We can operate on x as follows:
df.2$x1 = df.2$x * 10
df.2$x2 = df.2$x * 100
df.2$x3 = df.2$x/10
df.2$x4 = sqrt(df.2$x)
df.2$x5 = df.2$x^(2)
df.2$x6 = df.2$x * 1.31
Note the various operators; we multiply via *
, divide via /
, take the square-root via sqrt()
, and so on.
We can save a data-set we have created quite easily (see below):
save(df.2, file = "~/Downloads/Archive/df2.RData")
Note the sequence.

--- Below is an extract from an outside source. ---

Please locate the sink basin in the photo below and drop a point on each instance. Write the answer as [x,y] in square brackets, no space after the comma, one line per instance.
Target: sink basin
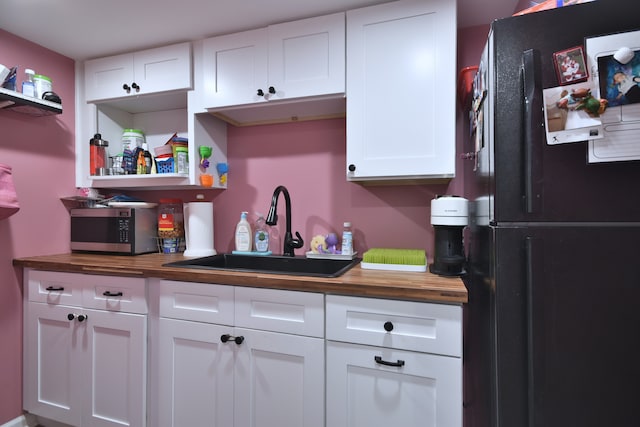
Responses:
[298,266]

We specify the data set we want to save, here df.2
, and then the location and filename of the saved data: file=“~/Downloads/Archive/df2.RData”
. If you look at the folder specified in the command you will see a file called df2.RData.
Let us load some larger data-sets, perhaps the hsb2 data we used last semester.
hsb2 = read.table("http://www.ats.ucla.edu/stat/r/modules/hsb2.csv",
header = TRUE, sep = ",")
Note that there are no labels for the various qualitative variables (female, race, ses, schtyp, and prog) so we’ll have to create these.
hsb2$female = factor(hsb2$female, labels = c("Male", "Female"))
hsb2$race = factor(hsb2$race, labels = c("Hispanic", "Asian",
"African American", "White"))
hsb2$ses = factor(hsb2$ses, labels = c("Low", "Middle", "High"))
hsb2$schtyp = factor(hsb2$schtyp, labels = c("Public", "Private"))
hsb2$prog = factor(hsb2$prog, labels = c("General", "Academic",
"Vocational"))
Having added labels to the factors in hsb2 we can now save the data for later use.
save(hsb2, file = "~/Downloads/Archive/hsb2.RData")